Kindness is the Best Way to Communicate
The author identifies a number of ways in which you can reach out to people through kindness:
- Act through love and kindness
- Praise someone who needs to know their worth
- Help an elderly person
- Stop being jealous or complaining
- Be the person who begins a conversation
- Write thank you notes
The Kind Habit of Constructive Communication:
Responding from a Place of Vulnerability and Interest
Doug Carnine, How Love Wins: The Power of Mindful Kindness
One way to prevent the unmindful-unkind cycle is to build a habit of constructive communication (verbal and non-verbal) based on vulnerability, respect, and interest in the other person. An important way to show interest in another person is to be curious about them and ask questions in a respectful manner. A different type of communication skill is asking questions to verify your beliefs.

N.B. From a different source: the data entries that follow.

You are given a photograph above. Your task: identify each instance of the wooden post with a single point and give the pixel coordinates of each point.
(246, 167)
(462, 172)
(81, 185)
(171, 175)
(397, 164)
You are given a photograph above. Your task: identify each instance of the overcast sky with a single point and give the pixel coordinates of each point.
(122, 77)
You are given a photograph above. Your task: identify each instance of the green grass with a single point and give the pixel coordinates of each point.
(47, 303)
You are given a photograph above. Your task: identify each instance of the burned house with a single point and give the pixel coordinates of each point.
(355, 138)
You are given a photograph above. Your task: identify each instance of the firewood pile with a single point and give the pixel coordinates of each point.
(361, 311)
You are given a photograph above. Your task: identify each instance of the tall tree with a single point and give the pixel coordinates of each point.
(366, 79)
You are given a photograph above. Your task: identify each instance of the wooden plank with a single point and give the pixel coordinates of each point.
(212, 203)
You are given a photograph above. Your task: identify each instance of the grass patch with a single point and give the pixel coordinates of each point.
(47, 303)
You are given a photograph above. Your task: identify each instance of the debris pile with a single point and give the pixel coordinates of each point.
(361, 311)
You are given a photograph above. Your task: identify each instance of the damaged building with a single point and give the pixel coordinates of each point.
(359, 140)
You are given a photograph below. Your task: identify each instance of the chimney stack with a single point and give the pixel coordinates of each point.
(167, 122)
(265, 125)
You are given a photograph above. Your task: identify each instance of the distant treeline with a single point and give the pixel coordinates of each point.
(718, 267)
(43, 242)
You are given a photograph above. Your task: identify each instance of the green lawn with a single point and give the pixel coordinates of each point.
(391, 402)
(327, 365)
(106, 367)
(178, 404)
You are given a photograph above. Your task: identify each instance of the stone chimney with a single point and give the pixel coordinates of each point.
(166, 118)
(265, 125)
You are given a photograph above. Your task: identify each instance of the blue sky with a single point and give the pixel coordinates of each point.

Meta-Emotion: How You Feel About Feelings
As Dr. John Gottman explains in What Makes Love Last? and How to be a Great Listener, “If you can’t get beyond the belief that negative emotions are a waste of time and even dangerous, you will not be able to attune your partner enough to succeed.”
What Gottman means by “attune” is increasing your understanding of your partner and expressing acceptance and support. Dr. Gottman provides an easy path to attunement called the art of intimate conversation. The intimate conversation has the following steps:
- Put your feelings into words
- Ask open-ended questions
- Follow up with statements that deepen connection
- Express compassion and empathy
The Magic Relationship Ratio, According to Science
To understand the difference between happy and unhappy couples, Dr. Gottman and Robert Levenson began doing longitudinal studies of couples in the 1970s. They asked couples to solve a conflict in their relationship in 15 minutes, then sat back and watched. After carefully reviewing the tapes and following up with them nine years later, they were able to predict which couples would stay together and which would divorce with over 90% accuracy. Their discovery was simple.
The difference between happy and unhappy couples is the balance between positive and negative interactions during conflict. There is a very specific ratio that makes love last. That “magic ratio” is 5 to 1. This means that for every negative interaction during conflict, a stable and happy marriage has five (or more) positive interactions.